Crake’s sexual needs were direct and simple, according to Oryx; not intriguing, like sex with Jimmy. Not fun, just work—although she respected Crake, she really did, because he was a brilliant genius. But if Crake wanted her to stay longer on any given night, do it again maybe, she’d make some excuse—jet lag, a headache, something plausible. Her inventions were seamless, she was the best poker-faced liar in the world, so there would be a kiss goodbye for stupid Crake, a smile, a wave, a closed door, and the next minute there she would be, with Jimmy.

How potent was that word. With.

He could never get used to her, she was fresh every time, she was a casketful of secrets. Any moment now she would open herself up, reveal to him the essential thing, the hidden thing at the core of life, or of her life, or of his life—the thing he was longing to know. The thing he’d always wanted.

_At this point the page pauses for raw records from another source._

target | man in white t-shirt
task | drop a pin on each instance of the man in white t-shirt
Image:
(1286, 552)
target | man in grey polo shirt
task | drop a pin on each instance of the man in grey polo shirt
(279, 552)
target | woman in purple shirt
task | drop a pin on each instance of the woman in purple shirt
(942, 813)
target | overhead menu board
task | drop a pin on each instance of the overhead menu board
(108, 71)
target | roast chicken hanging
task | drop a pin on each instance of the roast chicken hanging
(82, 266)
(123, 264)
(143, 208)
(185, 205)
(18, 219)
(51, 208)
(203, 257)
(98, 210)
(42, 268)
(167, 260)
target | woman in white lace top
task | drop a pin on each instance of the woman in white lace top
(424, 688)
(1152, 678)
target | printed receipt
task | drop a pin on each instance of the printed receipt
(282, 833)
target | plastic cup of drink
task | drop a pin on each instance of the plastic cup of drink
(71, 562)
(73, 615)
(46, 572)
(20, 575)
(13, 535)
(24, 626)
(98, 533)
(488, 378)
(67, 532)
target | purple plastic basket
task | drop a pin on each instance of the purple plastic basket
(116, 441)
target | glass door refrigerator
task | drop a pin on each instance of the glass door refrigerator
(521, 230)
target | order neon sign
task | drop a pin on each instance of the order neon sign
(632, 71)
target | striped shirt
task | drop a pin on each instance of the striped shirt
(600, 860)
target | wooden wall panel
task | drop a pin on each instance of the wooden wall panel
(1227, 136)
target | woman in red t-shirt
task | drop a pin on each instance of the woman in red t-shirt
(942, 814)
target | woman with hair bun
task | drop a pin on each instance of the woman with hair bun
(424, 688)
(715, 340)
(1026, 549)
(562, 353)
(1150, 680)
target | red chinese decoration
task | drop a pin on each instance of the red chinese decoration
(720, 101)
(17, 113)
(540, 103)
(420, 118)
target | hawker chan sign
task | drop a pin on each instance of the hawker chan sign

What would it be?

“What went on in that garage, anyway?” said Jimmy. He couldn’t leave her alone about her earlier life, he was driven to find out. No detail was too small for him in those days, no painful splinter of her past too tiny. Perhaps he was digging for her anger, but he never found it. Either it was buried too deeply, or it wasn’t there at all. But he couldn’t believe that. She wasn’t a masochist, she was no saint.

They were in Jimmy’s bedroom, lying on the bed together with the digital TV on, hooked into his computer, some copulation Web site with an animal component, a couple of well-trained German shepherds and a double-jointed ultra-shaved albino tattooed all over with lizards. The sound was off, it was just the pictures: erotic wallpaper.

They were eating Nubbins from one of the takeout joints in the nearest mall, with the soyafries and the salad. Some of the salad leaves were spinach, from the Rejoov greenhouses: no pesticides, or none that were admitted to. The other leaves were a cabbage splice—giant cabbage trees, continuous producers, very productive. The stuff had a whiff of sewage to it, but the special dressing drowned that out.

“What garage, Jimmy?” said Oryx. She wasn’t paying attention. She liked to eat with her fingers, she hated cutlery. Why put a big chunk of sharp-edged metal into your mouth? She said it made the food taste like tin.